You may have caught a glimpse of Susan Meiselas’ Prince Street Girls at the 2017 edition of New York City’s premiere international photography fair, AIPAD. However, if you did not, the work’s second coming is now on view in its first solo presentation at the Upper East Side gallery, Higher Pictures. The black and white documentary photo series started with what Meiselas’ calls, “incidental encounters”, with a group of Italian-American girls in New York City’s Little Italy. Between the years of 1976 and 1979, Meiselas’ friendship and photographs of the girls evolved into an immaculate body of work, capturing a particular moment in time in a small corner of a vast metropolis.
In the late 1970s, Meiselas was living in a loft in Little Italy. The girls, most of whom were related to each other, took to a stranger in their midst and allowed Meiselas’ to capture incredibly striking images of their girlhood. The images have become iconic and offer a stunning vision of the chemistry of female gazes between a photographer and her subjects.

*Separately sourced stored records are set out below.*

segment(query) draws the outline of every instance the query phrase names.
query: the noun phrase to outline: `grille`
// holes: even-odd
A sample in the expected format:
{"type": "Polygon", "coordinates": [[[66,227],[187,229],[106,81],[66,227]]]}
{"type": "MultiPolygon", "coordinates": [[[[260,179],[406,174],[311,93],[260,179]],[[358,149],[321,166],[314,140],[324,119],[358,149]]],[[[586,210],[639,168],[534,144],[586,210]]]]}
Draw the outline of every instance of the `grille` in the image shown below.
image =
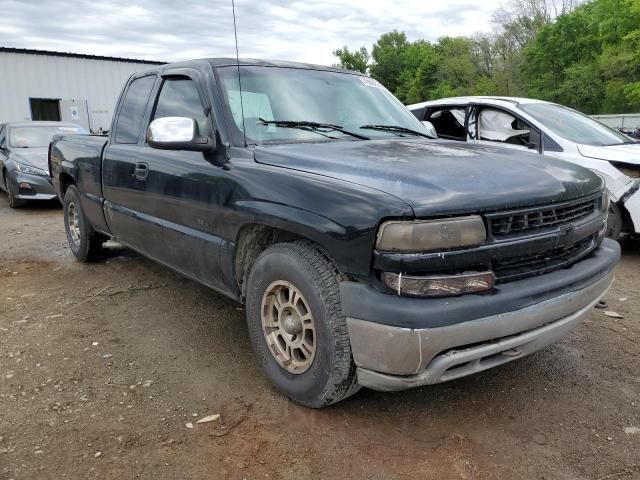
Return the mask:
{"type": "Polygon", "coordinates": [[[595,212],[601,197],[570,203],[546,205],[536,209],[487,215],[491,233],[500,237],[573,223],[595,212]]]}
{"type": "Polygon", "coordinates": [[[595,236],[592,235],[572,245],[546,252],[496,260],[493,262],[493,271],[498,282],[541,275],[575,262],[593,250],[594,246],[595,236]]]}

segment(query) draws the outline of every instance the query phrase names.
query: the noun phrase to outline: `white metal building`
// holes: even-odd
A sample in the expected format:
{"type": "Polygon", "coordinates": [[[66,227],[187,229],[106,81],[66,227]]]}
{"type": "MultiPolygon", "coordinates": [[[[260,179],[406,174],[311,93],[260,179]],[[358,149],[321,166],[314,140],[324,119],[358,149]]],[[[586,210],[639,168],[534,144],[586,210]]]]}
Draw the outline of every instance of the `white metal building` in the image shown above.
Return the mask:
{"type": "Polygon", "coordinates": [[[0,123],[63,120],[108,130],[125,81],[158,64],[0,47],[0,123]]]}

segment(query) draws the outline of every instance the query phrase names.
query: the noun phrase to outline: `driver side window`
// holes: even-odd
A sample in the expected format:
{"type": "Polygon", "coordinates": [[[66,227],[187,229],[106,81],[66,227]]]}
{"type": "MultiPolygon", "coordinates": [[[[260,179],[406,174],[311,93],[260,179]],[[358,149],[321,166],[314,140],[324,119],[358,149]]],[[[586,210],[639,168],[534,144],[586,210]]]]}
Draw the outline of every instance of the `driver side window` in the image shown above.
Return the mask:
{"type": "Polygon", "coordinates": [[[539,143],[531,125],[497,108],[483,108],[478,113],[477,139],[527,147],[539,143]]]}
{"type": "Polygon", "coordinates": [[[438,137],[450,140],[466,140],[464,129],[466,109],[462,107],[436,108],[427,114],[428,120],[436,129],[438,137]]]}

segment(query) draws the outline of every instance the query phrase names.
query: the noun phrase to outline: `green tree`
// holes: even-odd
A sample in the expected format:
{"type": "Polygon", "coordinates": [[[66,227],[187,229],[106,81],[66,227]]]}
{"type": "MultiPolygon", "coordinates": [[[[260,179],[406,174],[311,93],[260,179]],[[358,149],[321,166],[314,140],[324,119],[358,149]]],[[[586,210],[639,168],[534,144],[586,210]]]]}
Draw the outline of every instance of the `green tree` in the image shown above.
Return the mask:
{"type": "Polygon", "coordinates": [[[371,49],[371,76],[395,92],[405,68],[404,51],[409,46],[404,32],[388,32],[380,36],[371,49]]]}
{"type": "Polygon", "coordinates": [[[333,51],[333,54],[340,60],[334,67],[353,70],[355,72],[367,73],[369,68],[369,52],[366,47],[359,50],[350,51],[345,45],[333,51]]]}

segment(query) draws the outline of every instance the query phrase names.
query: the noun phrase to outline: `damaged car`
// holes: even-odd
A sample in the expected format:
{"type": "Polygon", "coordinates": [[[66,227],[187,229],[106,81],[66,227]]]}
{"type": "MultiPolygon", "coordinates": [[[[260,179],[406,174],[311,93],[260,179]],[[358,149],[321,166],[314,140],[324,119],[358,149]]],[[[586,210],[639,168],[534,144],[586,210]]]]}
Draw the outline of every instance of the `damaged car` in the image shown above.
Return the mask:
{"type": "Polygon", "coordinates": [[[595,173],[432,139],[335,68],[156,66],[129,79],[108,137],[57,136],[49,157],[78,260],[115,239],[244,304],[257,362],[308,407],[545,348],[620,257],[595,173]]]}
{"type": "Polygon", "coordinates": [[[54,135],[88,133],[80,125],[63,122],[16,122],[0,124],[0,189],[9,206],[30,200],[53,200],[49,175],[49,142],[54,135]]]}
{"type": "Polygon", "coordinates": [[[409,105],[438,137],[535,151],[589,168],[611,194],[607,236],[640,233],[640,143],[562,105],[515,97],[454,97],[409,105]]]}

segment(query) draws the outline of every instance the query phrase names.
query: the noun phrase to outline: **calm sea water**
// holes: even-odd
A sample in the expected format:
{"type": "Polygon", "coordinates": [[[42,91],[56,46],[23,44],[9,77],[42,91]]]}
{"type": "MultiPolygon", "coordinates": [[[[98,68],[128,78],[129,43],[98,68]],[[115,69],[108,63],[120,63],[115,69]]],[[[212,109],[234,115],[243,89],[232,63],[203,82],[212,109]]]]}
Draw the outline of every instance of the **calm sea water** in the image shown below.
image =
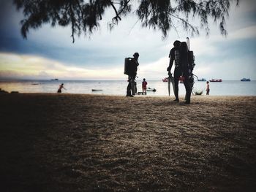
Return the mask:
{"type": "MultiPolygon", "coordinates": [[[[162,80],[148,80],[148,88],[157,89],[156,92],[148,91],[148,96],[167,96],[167,82],[162,80]]],[[[138,91],[141,91],[141,81],[137,81],[138,91]]],[[[69,93],[93,93],[104,95],[124,96],[127,82],[126,80],[19,80],[0,81],[0,88],[8,92],[20,93],[56,93],[61,83],[64,83],[69,93]],[[100,89],[102,91],[92,91],[100,89]]],[[[194,91],[203,91],[206,94],[206,82],[196,81],[194,91]]],[[[179,85],[179,94],[185,94],[183,84],[179,85]]],[[[173,91],[171,90],[171,95],[173,91]]],[[[224,80],[222,82],[210,82],[210,95],[212,96],[256,96],[256,81],[241,82],[238,80],[224,80]]]]}

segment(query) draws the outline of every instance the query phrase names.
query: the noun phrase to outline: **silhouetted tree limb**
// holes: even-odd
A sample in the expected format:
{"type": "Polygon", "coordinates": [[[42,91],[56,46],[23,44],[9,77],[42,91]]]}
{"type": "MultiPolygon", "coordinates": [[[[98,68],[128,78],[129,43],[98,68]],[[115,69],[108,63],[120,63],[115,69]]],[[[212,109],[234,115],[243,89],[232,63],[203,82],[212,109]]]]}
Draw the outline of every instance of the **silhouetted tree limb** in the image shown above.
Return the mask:
{"type": "Polygon", "coordinates": [[[24,19],[21,20],[21,34],[26,39],[29,30],[39,28],[42,24],[50,23],[61,26],[71,26],[72,42],[75,36],[82,32],[90,35],[99,26],[105,11],[112,8],[114,15],[110,28],[118,24],[123,17],[132,14],[132,7],[145,28],[159,29],[163,37],[171,29],[177,31],[174,23],[181,24],[183,29],[191,35],[199,34],[198,26],[192,24],[192,18],[198,18],[200,28],[206,34],[209,33],[208,21],[212,19],[219,23],[222,35],[226,18],[233,1],[239,0],[13,0],[18,9],[22,9],[24,19]],[[138,3],[136,3],[138,2],[138,3]]]}

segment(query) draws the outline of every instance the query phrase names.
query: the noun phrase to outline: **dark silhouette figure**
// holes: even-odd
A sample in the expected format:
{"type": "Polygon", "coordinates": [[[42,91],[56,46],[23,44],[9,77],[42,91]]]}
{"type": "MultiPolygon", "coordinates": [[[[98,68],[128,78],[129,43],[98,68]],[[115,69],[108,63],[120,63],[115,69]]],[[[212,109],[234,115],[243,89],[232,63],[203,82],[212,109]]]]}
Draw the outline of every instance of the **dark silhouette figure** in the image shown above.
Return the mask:
{"type": "Polygon", "coordinates": [[[61,93],[61,89],[64,88],[64,90],[67,90],[64,87],[64,84],[61,83],[61,85],[59,85],[59,88],[58,89],[57,93],[61,93]]]}
{"type": "Polygon", "coordinates": [[[138,58],[139,53],[135,53],[135,54],[133,54],[133,58],[128,58],[129,67],[127,74],[129,83],[127,88],[127,96],[133,96],[133,95],[135,95],[136,92],[135,78],[137,75],[138,66],[139,65],[139,63],[138,62],[138,58]]]}
{"type": "Polygon", "coordinates": [[[174,101],[179,101],[178,99],[178,81],[182,79],[186,88],[186,103],[190,103],[191,88],[189,85],[189,71],[186,66],[188,66],[188,49],[186,42],[181,43],[180,41],[175,41],[174,47],[170,51],[170,63],[167,70],[170,74],[170,70],[175,61],[174,69],[174,101]]]}
{"type": "Polygon", "coordinates": [[[207,81],[206,82],[206,95],[209,95],[210,93],[210,85],[209,85],[209,82],[207,81]]]}
{"type": "Polygon", "coordinates": [[[142,82],[142,94],[143,95],[145,93],[145,95],[147,95],[147,85],[148,82],[146,81],[146,79],[143,79],[143,81],[142,82]]]}

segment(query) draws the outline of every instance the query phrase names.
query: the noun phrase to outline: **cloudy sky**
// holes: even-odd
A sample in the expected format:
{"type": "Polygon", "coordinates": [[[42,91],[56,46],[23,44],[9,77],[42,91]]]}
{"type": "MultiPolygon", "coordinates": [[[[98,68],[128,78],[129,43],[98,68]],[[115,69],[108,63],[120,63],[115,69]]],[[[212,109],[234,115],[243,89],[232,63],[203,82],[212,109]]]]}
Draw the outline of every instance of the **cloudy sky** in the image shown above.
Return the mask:
{"type": "MultiPolygon", "coordinates": [[[[0,78],[49,80],[123,80],[124,61],[140,53],[139,79],[162,80],[167,76],[168,54],[176,39],[190,38],[196,57],[194,73],[208,80],[256,80],[256,1],[241,0],[233,4],[227,20],[228,35],[210,25],[192,37],[178,25],[162,40],[162,34],[143,28],[136,18],[124,18],[111,31],[107,12],[100,28],[89,37],[76,37],[72,43],[70,28],[44,25],[31,30],[27,39],[20,34],[21,12],[12,1],[0,0],[0,78]]],[[[197,23],[195,20],[195,23],[197,23]]]]}

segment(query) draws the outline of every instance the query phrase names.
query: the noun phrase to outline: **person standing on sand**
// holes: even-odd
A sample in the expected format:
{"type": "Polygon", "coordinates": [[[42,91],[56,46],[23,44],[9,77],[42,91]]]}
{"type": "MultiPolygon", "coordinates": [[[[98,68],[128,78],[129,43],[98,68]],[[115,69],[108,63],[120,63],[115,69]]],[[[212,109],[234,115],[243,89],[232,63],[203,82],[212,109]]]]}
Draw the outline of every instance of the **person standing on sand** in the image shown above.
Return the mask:
{"type": "Polygon", "coordinates": [[[173,61],[175,61],[174,69],[174,95],[175,100],[173,101],[178,102],[178,81],[180,77],[182,78],[184,85],[186,88],[186,104],[190,104],[191,91],[189,82],[189,73],[185,66],[188,66],[188,47],[185,42],[181,42],[176,40],[173,42],[173,46],[169,54],[170,63],[167,69],[169,75],[171,74],[170,70],[172,69],[173,61]],[[187,95],[188,96],[187,96],[187,95]]]}
{"type": "Polygon", "coordinates": [[[145,93],[145,95],[147,95],[147,85],[148,82],[146,81],[146,79],[143,79],[143,81],[142,82],[142,94],[143,95],[145,93]]]}
{"type": "Polygon", "coordinates": [[[59,88],[58,89],[57,93],[61,93],[61,89],[64,88],[64,90],[67,90],[64,87],[64,84],[61,83],[61,85],[59,85],[59,88]]]}
{"type": "Polygon", "coordinates": [[[206,82],[206,95],[208,96],[210,93],[210,85],[209,85],[209,82],[207,81],[206,82]]]}
{"type": "MultiPolygon", "coordinates": [[[[135,78],[137,75],[137,70],[138,66],[139,66],[139,63],[138,62],[138,59],[139,58],[139,53],[135,53],[133,54],[133,58],[131,58],[130,63],[129,63],[129,70],[128,74],[128,85],[127,88],[127,96],[131,96],[133,97],[132,95],[131,91],[132,89],[134,89],[134,86],[135,85],[135,78]]],[[[132,91],[132,93],[135,92],[134,91],[132,91]]]]}

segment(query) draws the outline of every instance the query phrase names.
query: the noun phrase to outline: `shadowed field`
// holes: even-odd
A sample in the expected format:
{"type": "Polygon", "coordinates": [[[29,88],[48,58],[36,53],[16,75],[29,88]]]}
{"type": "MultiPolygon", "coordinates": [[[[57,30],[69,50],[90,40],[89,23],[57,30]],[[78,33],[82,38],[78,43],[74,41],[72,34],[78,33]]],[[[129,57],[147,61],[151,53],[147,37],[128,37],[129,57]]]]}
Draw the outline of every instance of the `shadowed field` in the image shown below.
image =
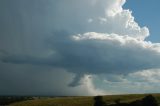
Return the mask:
{"type": "MultiPolygon", "coordinates": [[[[136,100],[141,100],[148,94],[131,94],[131,95],[109,95],[103,96],[102,100],[107,105],[114,105],[116,100],[121,103],[131,103],[136,100]]],[[[152,94],[160,104],[160,94],[152,94]]],[[[94,106],[94,97],[42,97],[33,98],[33,100],[25,100],[12,103],[10,106],[94,106]]]]}

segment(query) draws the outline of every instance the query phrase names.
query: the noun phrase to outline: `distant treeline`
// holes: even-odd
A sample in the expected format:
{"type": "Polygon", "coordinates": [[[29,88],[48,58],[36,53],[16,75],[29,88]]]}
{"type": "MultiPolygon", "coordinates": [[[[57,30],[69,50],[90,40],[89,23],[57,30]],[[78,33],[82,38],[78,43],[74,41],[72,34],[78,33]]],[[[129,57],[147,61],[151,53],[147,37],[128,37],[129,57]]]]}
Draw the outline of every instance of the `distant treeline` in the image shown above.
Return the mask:
{"type": "Polygon", "coordinates": [[[159,106],[156,98],[152,95],[148,95],[141,100],[136,100],[130,103],[121,103],[120,99],[115,100],[115,104],[108,105],[103,101],[102,96],[96,96],[94,98],[94,106],[159,106]]]}
{"type": "Polygon", "coordinates": [[[14,102],[25,101],[25,100],[32,100],[33,97],[27,96],[0,96],[0,105],[9,105],[14,102]]]}

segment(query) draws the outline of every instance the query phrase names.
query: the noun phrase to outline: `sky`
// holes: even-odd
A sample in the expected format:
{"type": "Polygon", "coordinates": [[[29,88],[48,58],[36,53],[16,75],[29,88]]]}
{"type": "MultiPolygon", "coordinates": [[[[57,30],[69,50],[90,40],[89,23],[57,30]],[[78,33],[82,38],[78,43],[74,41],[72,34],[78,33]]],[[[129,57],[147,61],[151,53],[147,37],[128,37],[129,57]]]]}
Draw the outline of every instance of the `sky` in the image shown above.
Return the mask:
{"type": "Polygon", "coordinates": [[[141,25],[146,25],[150,30],[150,37],[147,40],[152,42],[160,42],[160,31],[158,27],[160,22],[159,4],[160,1],[146,1],[146,0],[127,0],[123,6],[126,9],[130,9],[133,12],[135,20],[141,25]]]}
{"type": "Polygon", "coordinates": [[[0,95],[160,92],[158,3],[0,0],[0,95]]]}

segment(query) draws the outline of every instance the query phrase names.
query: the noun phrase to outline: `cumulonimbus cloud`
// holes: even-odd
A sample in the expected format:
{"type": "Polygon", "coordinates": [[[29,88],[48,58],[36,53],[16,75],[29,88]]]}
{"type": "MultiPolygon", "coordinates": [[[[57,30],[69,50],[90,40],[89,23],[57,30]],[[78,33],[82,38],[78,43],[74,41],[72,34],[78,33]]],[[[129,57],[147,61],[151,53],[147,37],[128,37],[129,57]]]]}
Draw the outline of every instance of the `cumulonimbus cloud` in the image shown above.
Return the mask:
{"type": "Polygon", "coordinates": [[[43,42],[47,48],[40,49],[48,51],[46,56],[8,53],[1,61],[64,68],[78,75],[71,86],[85,74],[128,74],[160,68],[160,44],[145,41],[148,28],[140,27],[132,12],[122,8],[125,2],[53,1],[53,25],[49,27],[53,34],[44,37],[48,38],[43,42]]]}

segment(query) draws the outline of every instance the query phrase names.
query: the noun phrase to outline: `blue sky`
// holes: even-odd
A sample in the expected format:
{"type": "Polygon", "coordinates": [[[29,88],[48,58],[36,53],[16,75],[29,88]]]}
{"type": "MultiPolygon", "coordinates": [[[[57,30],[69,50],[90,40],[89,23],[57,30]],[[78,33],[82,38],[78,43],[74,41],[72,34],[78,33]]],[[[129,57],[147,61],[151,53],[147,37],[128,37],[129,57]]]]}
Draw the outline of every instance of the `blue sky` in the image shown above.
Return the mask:
{"type": "Polygon", "coordinates": [[[160,92],[158,5],[0,0],[0,95],[160,92]]]}
{"type": "Polygon", "coordinates": [[[160,1],[159,0],[127,0],[123,6],[133,11],[133,16],[140,26],[147,26],[150,30],[150,37],[147,40],[160,42],[160,1]]]}

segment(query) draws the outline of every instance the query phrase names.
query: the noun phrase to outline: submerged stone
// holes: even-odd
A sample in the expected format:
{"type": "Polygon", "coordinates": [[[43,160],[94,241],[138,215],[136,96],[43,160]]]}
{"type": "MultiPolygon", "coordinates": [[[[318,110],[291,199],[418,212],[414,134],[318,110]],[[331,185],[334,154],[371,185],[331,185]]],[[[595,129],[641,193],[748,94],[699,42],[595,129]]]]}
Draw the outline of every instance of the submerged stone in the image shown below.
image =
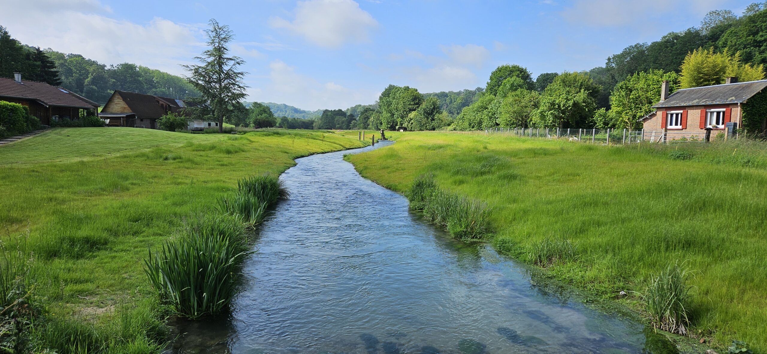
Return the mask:
{"type": "Polygon", "coordinates": [[[423,346],[421,347],[421,354],[439,354],[439,349],[431,346],[423,346]]]}
{"type": "Polygon", "coordinates": [[[461,339],[458,341],[458,350],[463,354],[482,354],[485,352],[486,346],[474,339],[461,339]]]}
{"type": "Polygon", "coordinates": [[[522,337],[519,336],[519,333],[517,333],[517,331],[512,329],[511,328],[498,327],[498,329],[495,329],[495,332],[498,332],[498,334],[503,336],[506,340],[509,340],[514,344],[525,344],[525,341],[522,339],[522,337]]]}

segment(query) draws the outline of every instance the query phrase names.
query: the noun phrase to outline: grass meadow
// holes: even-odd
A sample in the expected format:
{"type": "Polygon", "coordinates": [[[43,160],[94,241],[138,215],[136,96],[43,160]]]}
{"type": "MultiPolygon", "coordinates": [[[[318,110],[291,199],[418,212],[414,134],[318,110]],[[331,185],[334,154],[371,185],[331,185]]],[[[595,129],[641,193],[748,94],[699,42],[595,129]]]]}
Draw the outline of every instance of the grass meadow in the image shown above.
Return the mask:
{"type": "Polygon", "coordinates": [[[365,145],[324,131],[60,128],[0,147],[0,241],[29,264],[26,300],[44,319],[31,326],[36,352],[158,352],[148,250],[216,210],[240,179],[365,145]]]}
{"type": "MultiPolygon", "coordinates": [[[[689,274],[690,334],[767,352],[767,149],[763,143],[604,146],[476,133],[393,133],[346,157],[407,194],[439,188],[487,203],[509,256],[634,309],[670,266],[689,274]],[[680,152],[682,151],[683,152],[680,152]],[[635,291],[637,293],[633,293],[635,291]]],[[[725,349],[726,351],[726,349],[725,349]]]]}

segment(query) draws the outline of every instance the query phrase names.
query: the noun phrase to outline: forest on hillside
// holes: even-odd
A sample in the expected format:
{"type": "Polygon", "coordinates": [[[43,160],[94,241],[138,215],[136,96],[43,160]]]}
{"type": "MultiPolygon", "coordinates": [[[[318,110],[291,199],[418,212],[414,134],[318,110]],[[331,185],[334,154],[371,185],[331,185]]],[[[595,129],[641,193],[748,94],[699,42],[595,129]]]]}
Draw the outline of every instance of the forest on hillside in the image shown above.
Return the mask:
{"type": "MultiPolygon", "coordinates": [[[[660,83],[671,90],[762,80],[767,64],[767,10],[749,5],[739,16],[709,11],[697,27],[670,32],[652,43],[630,45],[604,66],[581,72],[534,76],[519,64],[491,73],[486,87],[420,93],[389,85],[378,108],[358,114],[356,128],[476,130],[501,126],[636,129],[660,100],[660,83]],[[535,77],[535,79],[534,79],[535,77]]],[[[341,123],[341,120],[339,120],[341,123]]],[[[742,122],[762,133],[759,122],[742,122]]]]}
{"type": "Polygon", "coordinates": [[[104,104],[115,90],[170,98],[197,96],[183,77],[130,63],[109,65],[77,54],[21,44],[0,26],[0,77],[21,72],[24,80],[61,86],[104,104]]]}

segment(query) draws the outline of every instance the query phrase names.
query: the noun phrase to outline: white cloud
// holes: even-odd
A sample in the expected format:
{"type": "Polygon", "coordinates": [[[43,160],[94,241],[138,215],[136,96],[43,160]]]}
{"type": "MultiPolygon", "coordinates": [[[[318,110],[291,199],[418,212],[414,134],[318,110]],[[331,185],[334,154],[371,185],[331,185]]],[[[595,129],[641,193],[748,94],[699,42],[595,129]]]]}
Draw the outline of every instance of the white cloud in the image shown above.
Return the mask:
{"type": "Polygon", "coordinates": [[[577,0],[561,15],[568,21],[591,27],[647,26],[675,15],[703,16],[725,0],[577,0]]]}
{"type": "Polygon", "coordinates": [[[178,74],[179,64],[199,54],[196,26],[159,17],[140,25],[102,15],[109,11],[96,0],[12,1],[3,5],[0,23],[22,43],[107,64],[131,62],[178,74]]]}
{"type": "Polygon", "coordinates": [[[249,100],[314,110],[346,109],[360,103],[372,103],[378,97],[377,92],[351,90],[333,81],[321,83],[279,60],[269,64],[269,70],[268,83],[262,89],[252,90],[249,100]]]}
{"type": "Polygon", "coordinates": [[[338,48],[347,42],[368,40],[378,22],[352,0],[298,2],[292,21],[279,17],[269,19],[273,28],[284,28],[321,47],[338,48]]]}
{"type": "Polygon", "coordinates": [[[453,44],[449,47],[444,45],[439,47],[442,48],[442,51],[447,54],[452,62],[458,64],[482,67],[487,60],[490,58],[490,51],[481,45],[453,44]]]}

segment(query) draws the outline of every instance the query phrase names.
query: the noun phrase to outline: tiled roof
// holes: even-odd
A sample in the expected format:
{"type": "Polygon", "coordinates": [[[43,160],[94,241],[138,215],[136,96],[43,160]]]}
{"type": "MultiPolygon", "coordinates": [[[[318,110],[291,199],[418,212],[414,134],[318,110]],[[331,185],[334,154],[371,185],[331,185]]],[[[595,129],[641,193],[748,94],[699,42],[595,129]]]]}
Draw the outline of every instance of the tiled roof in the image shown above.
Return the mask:
{"type": "Polygon", "coordinates": [[[43,82],[22,80],[19,84],[13,79],[0,77],[0,97],[34,100],[45,106],[61,106],[75,108],[96,108],[98,103],[85,99],[68,90],[51,86],[43,82]]]}
{"type": "Polygon", "coordinates": [[[679,90],[653,108],[742,103],[767,87],[767,80],[679,90]]]}

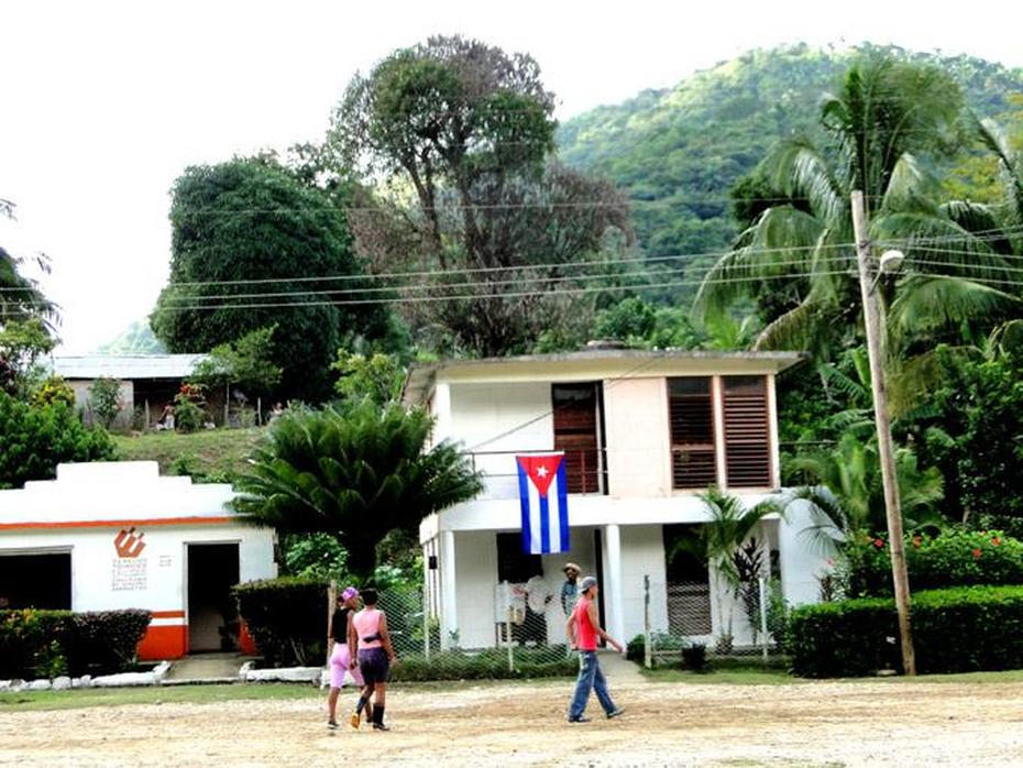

The presentation of the work on view, including its framing and printing, is exquisite. The images rendered in lush shades of gray do not rely on high contrast for their power. This aesthetic choice amplifies the nuanced physicality and sensuality of young female bodies and imbues them with an emotional depth, agency and empowered self-awareness. The interrelationships of the girls, ranging from playful and natural to bold, fill up the frame of each image while backdrops, including streetscapes, subway cars, buildings, peeling paint, and the beach, set the scene for their daily adventures.
Meiselas’ spontaneous, and what appears to be relatively egalitarian, interaction with the girls is revealed in the diversity of her documentary style portraits – posed images, amateur modeling and spontaneous capture are equally present in the body of work. Something familiar yet different can be felt in Meiselas’ 1970s documentation of teenage life. The flirting with beauty and badness is present, however the privacy of pre-internet amusement, exploration, and experimentation offers a stark contrast to 21st century self-consciousness.
One thing that is unquestionable is Meiselas’ ability to eliminate any sense of awkwardness typical to adolescence. Instead, she offers a positive vision and affirmation of girlhood unfolding on the outskirts of an adult world.
Susan Meiselas, Prince Street Girls, 1976-1979 is on view through June 17, 2017.